If you're drilling acrylic, then a normal wood hole saw will work. A little pressure behind the drill works best. If you have a drill with a clutch, set it one or two clicks back from fully engaged. Remove the bit out of the hole every 30 second to 1 minute to allow the acrylic to escape.

There are different type of bulkheads, so there's not one chart that shows what hole size is needed for a certain size bulkhead. Your best bet is to check the specs when you buy your bulkhead (and buy the bulkhead before drilling!)- it'll be listed there.

There's no right or wrong place to drill (assuming the glass isn't tempered, etc), although I'd allow at least 1/2" all around the outer edges of the bulkhead fitting.

Hope that helps-
 
Thanks, Bob, that helps. I'm not going to put a box on the inside of the tank but I think I'll add the pipe outside that I think is to let the air out and help with the noise.

Bud

bobz;94293 wrote: Bud,

Here are some pics of the overflow and return in my frag tank. I can't take credit for the work since I picked this up from Mitch, but it works very well! Mitch could probably give you the details on the exact size of the bulkheads and connections. The overflow in my tank has a 3/4" connector on what looks to be a 1" bulkhead and the return looks like a 1/2" ID to a 3/4" bulkhead. The placement of the over flow is about halway up the back side of the tank, in the left corner, with an elbow in the overflow box that is approx 2 1/2" below the level of the tank water. The return was drilled three inches from the top and centered in the side of the tank. It has loc-line attached with a flare nozel (hard to see in the photo under water!) Any way, hope that helps you decide.

Bob Z
Marietta
 
Thanks, Chris. It's a glass tank and I already bought several different size bits from the ebay site Chrisjet referrenced in one of his posts. I'll definitely follow your advice and get the bulkhead in hand before I drill.

Bud

mojo;94311 wrote: If you're drilling glass, then you can get carbide bits on ebay cheaper than anywhere else. They may not be the highest quality, but if you only need a few holes. Be sure to create a clay dam (or put a garden hose over it while drilling) to keep the bit and glass cool and don't use pressure- let the bit do all the work.

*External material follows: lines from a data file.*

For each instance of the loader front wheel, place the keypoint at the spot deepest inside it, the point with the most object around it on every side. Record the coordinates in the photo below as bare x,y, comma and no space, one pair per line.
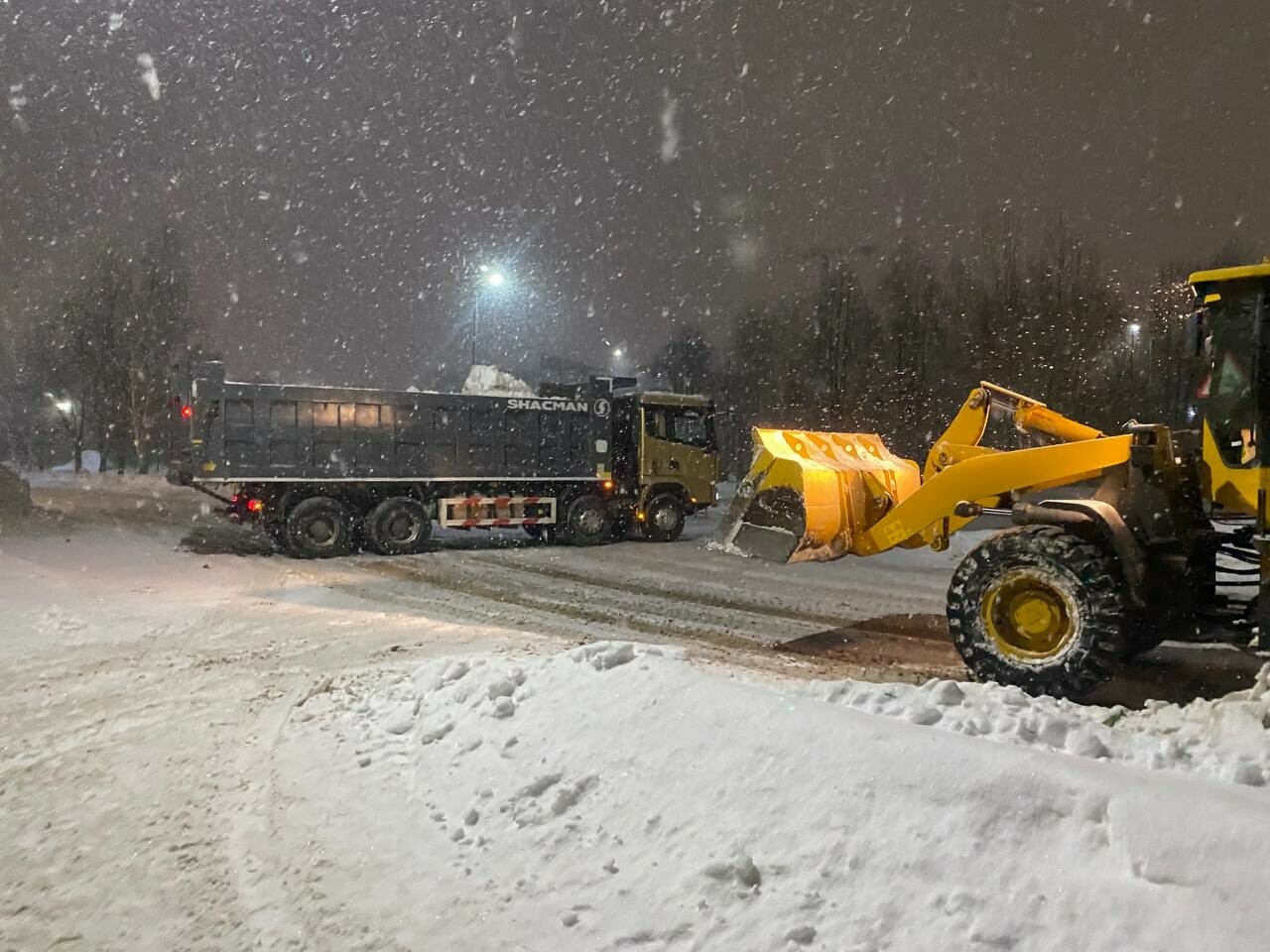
1042,610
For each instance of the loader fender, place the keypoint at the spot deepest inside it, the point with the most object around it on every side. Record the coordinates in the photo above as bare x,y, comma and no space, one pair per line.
1092,518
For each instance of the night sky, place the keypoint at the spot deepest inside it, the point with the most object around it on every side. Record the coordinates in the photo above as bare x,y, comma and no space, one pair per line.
340,171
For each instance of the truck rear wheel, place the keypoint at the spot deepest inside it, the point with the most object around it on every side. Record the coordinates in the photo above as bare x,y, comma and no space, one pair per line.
1042,610
663,520
318,529
398,526
587,522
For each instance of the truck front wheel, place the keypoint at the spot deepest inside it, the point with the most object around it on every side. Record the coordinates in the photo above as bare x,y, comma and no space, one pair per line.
398,526
587,522
663,520
318,529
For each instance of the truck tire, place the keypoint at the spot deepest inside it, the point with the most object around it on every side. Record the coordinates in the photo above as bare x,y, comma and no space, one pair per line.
1042,610
663,520
318,529
587,522
398,526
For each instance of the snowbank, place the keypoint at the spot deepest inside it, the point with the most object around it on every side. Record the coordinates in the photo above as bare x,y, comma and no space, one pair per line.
486,380
616,796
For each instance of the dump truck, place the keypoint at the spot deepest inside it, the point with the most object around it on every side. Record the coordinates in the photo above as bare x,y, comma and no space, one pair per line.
327,470
1169,546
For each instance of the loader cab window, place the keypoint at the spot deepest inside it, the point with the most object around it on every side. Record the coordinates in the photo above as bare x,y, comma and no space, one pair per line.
1229,403
690,425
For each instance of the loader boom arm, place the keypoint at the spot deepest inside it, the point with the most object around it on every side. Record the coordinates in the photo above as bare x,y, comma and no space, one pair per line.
825,495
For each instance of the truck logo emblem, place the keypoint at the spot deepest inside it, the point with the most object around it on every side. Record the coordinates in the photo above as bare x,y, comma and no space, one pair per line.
553,404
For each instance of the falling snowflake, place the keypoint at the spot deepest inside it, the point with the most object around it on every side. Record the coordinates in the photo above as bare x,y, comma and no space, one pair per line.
148,75
670,131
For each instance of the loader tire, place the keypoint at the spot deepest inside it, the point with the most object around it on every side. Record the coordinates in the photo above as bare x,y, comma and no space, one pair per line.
587,522
663,521
1042,610
318,529
398,526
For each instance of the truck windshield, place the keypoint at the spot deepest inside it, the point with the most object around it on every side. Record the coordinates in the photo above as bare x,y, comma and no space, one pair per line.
690,425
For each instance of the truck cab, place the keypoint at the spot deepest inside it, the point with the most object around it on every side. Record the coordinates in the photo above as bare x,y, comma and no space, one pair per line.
666,460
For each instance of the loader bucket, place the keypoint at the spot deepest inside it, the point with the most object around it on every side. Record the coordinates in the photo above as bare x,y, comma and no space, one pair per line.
810,497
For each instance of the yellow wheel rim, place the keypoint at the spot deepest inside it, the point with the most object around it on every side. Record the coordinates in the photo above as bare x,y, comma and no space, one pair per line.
1028,617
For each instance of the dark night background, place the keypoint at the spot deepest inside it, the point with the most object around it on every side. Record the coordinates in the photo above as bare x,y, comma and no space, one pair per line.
340,171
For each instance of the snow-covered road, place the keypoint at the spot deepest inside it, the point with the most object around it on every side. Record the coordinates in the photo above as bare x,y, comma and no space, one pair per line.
182,738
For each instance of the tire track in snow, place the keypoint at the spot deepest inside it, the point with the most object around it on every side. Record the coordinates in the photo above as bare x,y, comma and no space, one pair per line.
698,597
589,603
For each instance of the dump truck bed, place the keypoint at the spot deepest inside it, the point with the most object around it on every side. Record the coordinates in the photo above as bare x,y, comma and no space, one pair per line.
266,431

If you're drilling acrylic, then a normal wood hole saw will work. A little pressure behind the drill works best. If you have a drill with a clutch, set it one or two clicks back from fully engaged. Remove the bit out of the hole every 30 second to 1 minute to allow the acrylic to escape.

There are different type of bulkheads, so there's not one chart that shows what hole size is needed for a certain size bulkhead. Your best bet is to check the specs when you buy your bulkhead (and buy the bulkhead before drilling!)- it'll be listed there.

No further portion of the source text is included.